Now you might think that as I was the only one feeding Freddy, that Daddy felt totally left out and useless. While it's true that Daddy doesn't have quite the same bond with Freddy as I do, he still has a fantastic closeness with the little man. Although he couldn't feed him, he still gave Freddy plenty of cuddles, bathed him, played with and changed his nappy. He even got up in the night to make me drinks while I was feeding. Yes, he does love that he can now give Freddy bottles, but was still fully involved when he couldn't actually feed him.

===From Breast To Bottle===

Even though I've absolutely loved feeding Freddy myself, sadly due to his slow weight gain I had to introduce formula top-ups. And as he found it easier to get milk out of a bottle he began to get frustrated with the breast and refusing to feed from me. I do still express him a bottle's worth a day, but the majority of his milk is now formula. I think both of us miss the closeness and so we also have a couple of comfort feeds a day that only last a couple of minutes but leave us both with a smile on our face. I think I found the change harder than Freddy, it was hard to accept that I wasn't good enough. But as he put on 16oz last week, I reckon I would have been hard put to keep up with his massive appetite.

===A Few Tips===

Even if you haven't put baby to the breast straight away, and have given bottles of formula it is possible to begin to exclusively breastfeed (I've done it)

Make sure you have a drink and snack beside you when feeding, you will get incredibly hungry and thirsty.

Wear loose fitting tops when out and about, it's much easier to just lift them up and feed baby.

It is illegal for anyone to ask you to stop feeding a baby under 6 months in public, if they do then they are breaking the law.

Join a breastfeeding support group, sometimes you can just feel the odd one out when breastfeeding and it's lovely to meet with other mothers whose babies are a range of ages.

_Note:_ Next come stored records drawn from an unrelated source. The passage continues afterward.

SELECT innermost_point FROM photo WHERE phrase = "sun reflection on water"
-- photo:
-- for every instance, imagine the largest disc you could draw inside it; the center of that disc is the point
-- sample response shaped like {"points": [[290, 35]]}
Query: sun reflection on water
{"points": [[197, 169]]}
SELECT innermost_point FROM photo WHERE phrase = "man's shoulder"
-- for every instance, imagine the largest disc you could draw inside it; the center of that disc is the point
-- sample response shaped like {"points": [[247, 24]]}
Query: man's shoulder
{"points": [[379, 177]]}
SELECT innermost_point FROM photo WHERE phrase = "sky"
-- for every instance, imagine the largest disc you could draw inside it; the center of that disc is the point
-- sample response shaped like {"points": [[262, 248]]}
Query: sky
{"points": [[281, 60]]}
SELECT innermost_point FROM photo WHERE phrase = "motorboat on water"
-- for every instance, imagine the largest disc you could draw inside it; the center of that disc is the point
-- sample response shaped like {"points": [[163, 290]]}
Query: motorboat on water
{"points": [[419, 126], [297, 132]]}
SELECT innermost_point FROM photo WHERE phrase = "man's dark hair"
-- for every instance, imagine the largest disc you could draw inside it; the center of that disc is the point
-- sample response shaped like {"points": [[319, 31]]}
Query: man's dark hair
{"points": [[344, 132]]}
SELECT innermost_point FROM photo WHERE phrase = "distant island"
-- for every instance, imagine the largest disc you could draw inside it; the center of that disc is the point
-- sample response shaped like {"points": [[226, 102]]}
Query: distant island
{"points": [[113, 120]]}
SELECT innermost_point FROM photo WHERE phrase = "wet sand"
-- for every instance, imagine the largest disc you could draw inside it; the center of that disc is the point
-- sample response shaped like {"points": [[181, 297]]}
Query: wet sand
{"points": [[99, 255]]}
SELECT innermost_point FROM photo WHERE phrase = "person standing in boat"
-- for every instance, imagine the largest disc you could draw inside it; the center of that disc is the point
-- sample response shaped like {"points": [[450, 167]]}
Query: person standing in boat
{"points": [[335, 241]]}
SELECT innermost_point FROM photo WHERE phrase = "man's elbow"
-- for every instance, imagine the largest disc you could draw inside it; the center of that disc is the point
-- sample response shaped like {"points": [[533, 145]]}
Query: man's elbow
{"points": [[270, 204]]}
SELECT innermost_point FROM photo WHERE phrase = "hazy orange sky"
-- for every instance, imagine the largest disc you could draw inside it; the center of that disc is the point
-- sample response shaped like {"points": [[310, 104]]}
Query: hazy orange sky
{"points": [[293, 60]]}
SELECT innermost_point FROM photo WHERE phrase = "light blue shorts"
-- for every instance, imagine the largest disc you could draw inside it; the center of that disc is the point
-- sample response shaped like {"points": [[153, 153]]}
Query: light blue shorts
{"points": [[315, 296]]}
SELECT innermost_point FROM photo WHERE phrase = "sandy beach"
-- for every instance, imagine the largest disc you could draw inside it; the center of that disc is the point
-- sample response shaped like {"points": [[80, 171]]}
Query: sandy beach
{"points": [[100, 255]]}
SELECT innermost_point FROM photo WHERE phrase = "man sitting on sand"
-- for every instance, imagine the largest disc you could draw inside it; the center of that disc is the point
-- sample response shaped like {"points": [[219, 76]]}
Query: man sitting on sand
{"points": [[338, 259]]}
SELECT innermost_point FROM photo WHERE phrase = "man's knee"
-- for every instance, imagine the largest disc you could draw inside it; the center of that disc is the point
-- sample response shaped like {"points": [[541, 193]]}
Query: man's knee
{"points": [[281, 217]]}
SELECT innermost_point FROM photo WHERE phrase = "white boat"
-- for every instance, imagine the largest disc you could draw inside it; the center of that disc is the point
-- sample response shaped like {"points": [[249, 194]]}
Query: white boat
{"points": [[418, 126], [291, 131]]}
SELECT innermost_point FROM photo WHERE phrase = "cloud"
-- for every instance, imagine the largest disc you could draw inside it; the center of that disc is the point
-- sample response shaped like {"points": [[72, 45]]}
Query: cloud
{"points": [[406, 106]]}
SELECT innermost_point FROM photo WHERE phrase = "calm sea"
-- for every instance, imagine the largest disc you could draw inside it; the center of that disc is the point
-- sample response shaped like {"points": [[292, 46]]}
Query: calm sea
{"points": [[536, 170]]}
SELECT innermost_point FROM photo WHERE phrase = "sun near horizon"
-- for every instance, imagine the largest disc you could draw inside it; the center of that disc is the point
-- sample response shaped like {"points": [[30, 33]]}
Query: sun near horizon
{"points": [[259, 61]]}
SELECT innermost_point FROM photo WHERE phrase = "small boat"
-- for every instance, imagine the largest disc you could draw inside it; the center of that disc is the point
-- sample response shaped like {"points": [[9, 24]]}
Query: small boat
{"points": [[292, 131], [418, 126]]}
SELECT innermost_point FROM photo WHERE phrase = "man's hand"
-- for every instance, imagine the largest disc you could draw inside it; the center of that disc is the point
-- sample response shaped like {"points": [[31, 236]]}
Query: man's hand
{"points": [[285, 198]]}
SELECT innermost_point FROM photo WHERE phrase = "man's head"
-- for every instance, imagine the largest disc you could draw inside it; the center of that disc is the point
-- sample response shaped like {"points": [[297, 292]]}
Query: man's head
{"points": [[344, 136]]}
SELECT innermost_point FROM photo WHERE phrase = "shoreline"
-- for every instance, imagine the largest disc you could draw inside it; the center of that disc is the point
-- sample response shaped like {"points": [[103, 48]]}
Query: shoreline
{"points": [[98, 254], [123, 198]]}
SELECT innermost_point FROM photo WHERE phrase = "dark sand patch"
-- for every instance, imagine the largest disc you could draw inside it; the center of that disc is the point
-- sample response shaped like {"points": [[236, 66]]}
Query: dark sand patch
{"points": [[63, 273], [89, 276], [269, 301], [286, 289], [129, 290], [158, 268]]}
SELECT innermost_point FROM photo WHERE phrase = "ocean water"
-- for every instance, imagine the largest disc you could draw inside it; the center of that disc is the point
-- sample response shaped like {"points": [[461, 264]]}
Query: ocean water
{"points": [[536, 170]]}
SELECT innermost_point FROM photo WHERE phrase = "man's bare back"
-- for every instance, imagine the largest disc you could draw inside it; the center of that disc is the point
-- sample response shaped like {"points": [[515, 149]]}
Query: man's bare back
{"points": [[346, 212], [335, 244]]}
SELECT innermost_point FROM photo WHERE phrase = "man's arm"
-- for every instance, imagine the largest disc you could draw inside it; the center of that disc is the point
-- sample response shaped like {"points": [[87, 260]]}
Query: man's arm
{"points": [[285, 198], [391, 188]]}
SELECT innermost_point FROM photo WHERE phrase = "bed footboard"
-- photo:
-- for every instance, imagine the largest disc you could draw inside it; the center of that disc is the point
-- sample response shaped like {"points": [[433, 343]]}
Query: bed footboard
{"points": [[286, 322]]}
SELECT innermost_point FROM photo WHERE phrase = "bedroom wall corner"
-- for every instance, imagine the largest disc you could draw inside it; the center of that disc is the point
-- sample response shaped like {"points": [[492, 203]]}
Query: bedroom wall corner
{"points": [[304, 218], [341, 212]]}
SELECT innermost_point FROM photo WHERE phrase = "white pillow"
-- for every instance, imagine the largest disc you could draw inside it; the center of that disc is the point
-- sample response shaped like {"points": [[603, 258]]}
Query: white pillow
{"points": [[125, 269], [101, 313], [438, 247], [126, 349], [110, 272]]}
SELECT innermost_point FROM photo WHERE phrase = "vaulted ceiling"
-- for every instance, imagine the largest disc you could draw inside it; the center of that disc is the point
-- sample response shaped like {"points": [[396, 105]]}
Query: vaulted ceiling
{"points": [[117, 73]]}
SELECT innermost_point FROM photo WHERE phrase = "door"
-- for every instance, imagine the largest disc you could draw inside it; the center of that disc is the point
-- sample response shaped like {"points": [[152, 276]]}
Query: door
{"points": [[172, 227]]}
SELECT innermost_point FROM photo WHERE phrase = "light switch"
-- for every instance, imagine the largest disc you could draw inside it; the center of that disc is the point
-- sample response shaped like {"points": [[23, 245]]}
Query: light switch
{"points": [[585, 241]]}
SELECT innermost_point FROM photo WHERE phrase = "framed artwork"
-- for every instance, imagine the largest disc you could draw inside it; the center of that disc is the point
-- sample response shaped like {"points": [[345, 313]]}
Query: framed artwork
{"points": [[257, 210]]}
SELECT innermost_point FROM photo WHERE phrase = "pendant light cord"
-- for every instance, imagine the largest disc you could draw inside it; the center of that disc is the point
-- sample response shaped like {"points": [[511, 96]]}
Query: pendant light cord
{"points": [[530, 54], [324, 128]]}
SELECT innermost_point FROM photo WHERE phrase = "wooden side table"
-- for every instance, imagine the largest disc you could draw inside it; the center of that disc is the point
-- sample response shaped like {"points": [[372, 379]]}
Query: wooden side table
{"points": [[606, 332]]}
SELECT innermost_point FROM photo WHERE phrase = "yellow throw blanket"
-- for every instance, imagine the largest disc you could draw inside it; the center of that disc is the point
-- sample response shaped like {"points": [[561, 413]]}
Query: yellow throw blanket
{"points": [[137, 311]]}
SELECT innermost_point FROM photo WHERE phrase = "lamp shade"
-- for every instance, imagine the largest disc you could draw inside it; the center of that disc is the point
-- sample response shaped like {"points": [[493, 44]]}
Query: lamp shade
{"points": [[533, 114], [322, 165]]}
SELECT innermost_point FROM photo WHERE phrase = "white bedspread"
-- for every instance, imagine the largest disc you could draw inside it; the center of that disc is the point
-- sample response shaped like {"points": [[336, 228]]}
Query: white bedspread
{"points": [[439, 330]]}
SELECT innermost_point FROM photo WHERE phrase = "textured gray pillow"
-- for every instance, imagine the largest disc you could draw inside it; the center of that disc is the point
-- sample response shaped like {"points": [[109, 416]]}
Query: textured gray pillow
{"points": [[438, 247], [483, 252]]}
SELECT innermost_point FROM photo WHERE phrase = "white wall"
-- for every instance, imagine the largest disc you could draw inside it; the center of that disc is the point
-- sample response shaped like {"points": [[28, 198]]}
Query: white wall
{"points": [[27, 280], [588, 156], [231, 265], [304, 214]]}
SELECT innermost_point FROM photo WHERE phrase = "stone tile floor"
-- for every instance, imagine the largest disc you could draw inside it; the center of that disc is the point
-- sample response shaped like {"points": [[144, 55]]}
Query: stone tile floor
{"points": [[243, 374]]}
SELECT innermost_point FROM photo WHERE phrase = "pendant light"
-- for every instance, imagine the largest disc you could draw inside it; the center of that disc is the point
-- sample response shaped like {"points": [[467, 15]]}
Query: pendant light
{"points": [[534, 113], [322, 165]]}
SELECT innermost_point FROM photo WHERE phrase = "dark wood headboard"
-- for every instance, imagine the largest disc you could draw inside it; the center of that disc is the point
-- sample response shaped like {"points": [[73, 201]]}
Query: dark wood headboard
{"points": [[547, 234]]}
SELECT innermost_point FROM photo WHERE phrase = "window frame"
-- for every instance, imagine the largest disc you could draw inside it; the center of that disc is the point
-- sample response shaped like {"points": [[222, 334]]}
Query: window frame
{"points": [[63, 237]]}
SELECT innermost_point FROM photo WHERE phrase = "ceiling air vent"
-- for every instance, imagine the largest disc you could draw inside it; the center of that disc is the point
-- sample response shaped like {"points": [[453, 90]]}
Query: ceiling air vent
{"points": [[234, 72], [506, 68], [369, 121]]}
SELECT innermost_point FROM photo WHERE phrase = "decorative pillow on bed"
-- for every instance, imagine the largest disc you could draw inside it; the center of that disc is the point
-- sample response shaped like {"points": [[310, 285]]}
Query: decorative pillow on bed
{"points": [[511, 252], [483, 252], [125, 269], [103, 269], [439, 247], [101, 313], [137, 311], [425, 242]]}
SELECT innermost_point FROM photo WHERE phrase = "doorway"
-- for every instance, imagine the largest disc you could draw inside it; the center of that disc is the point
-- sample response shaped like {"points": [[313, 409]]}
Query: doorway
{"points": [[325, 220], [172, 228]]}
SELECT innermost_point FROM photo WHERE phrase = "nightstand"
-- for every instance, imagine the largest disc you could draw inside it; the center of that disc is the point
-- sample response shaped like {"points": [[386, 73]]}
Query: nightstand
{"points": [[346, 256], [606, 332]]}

Invest in some nipple cream, even if your nipples don't crack they will be tender to start with.

Enjoy your special time with baby, they grow up all too soon.

Don't feel guilty if you do end up putting baby on formula. Formula will still fill baby's tummy and isn't bad for them.

===My Final Words (I promise)===

For making it this far, you deserve an award, but there was just so much to Mine and Freddy's breastfeeding journey. Even though while pregnant, I would have laughed at the idea that I would be upset at giving Freddy a bottle, breastfeeding has been the most wonderful experience of my life. I'm sure it's contributed to the extremely close bond that I have with Freddy and given him the very best start in life. What I would say to anyone who really hasn't considered breastfeeding (for whatever reason), to give it a try. Although I hadn't succeeded with my older children, I did exclusively feed Freddy for nine weeks, giving him the best start that I could. Yes it has been difficult, and I can understand why people give up within days, but it does also get easier and I'd better go now as even writing about feeding has made me leak, so I'm just off to express.

Summary: A wonderful experience that I wouldn't have changed for the world.